Coming to the point of where I am at now is due to several positive changes I have made to my life, both physical and mental. I have reengaged with getting physically fit as this is one of the easiest and quickest ways in improving my overall health, allowing me to better concentrate on getting my mental health/physiological space in order. What has worked for me over the last 18 months is this combination of working on both the physical and mental balance in my life. I initially progressed on a journey of intense physiological therapy with a clinical physiologist. It was most important that I found a professional with whom I could connect and who understood my story. Also, it was great they understood PTSD and the military.

Cognitive behavioral therapy (CBT) has been especially successful in my recovery. It has enabled me to understand the trauma and place it in perspective. I feel it has been important for me to relive the trauma and then accept it. The addition of medication has also played an important role. Used in combination with therapy, it has helped me to readjust and focus on the here-and-now and on my future. I also found that it is important to get the right level of medication that works for me.
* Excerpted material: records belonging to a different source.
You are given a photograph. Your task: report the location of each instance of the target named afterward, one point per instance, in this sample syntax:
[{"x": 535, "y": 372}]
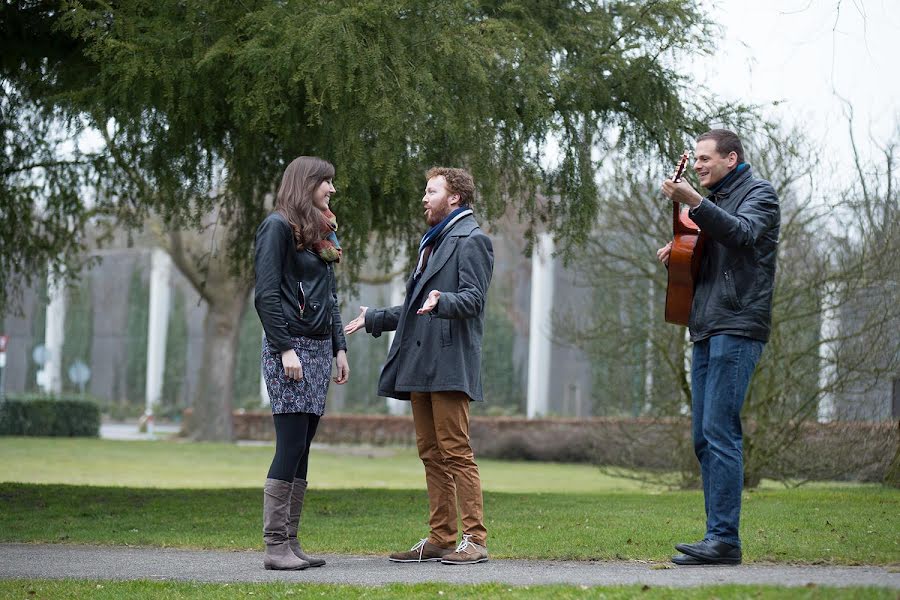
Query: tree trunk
[
  {"x": 200, "y": 258},
  {"x": 213, "y": 403}
]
If I wasn’t getting the results I wanted I would discuss this with my psychiatrist, and we would change my meds until they were complementary to my recovery and therapy.

One of the greatest self-help therapies I have used has been to write down my story and journey through recovery. This is extremely cathartic in getting the emotions out and putting them into perspective. This journey over the last 18 months has been one of personal discovery and enlightenment. By no means has it been easy. However, it has been rewarding as I can now help others to overcome the stigma of PTSD. I am now lecturing at Command & Staff College and Army promotion courses on PTSD and recovery from traumatic experiences, and on the ethical and moral dilemmas associated with making command decisions on operations. PTSD does not differ from physical trauma; it just happens to manifest itself in specific ways. It is important to bring the discussion out into the open and demystify it.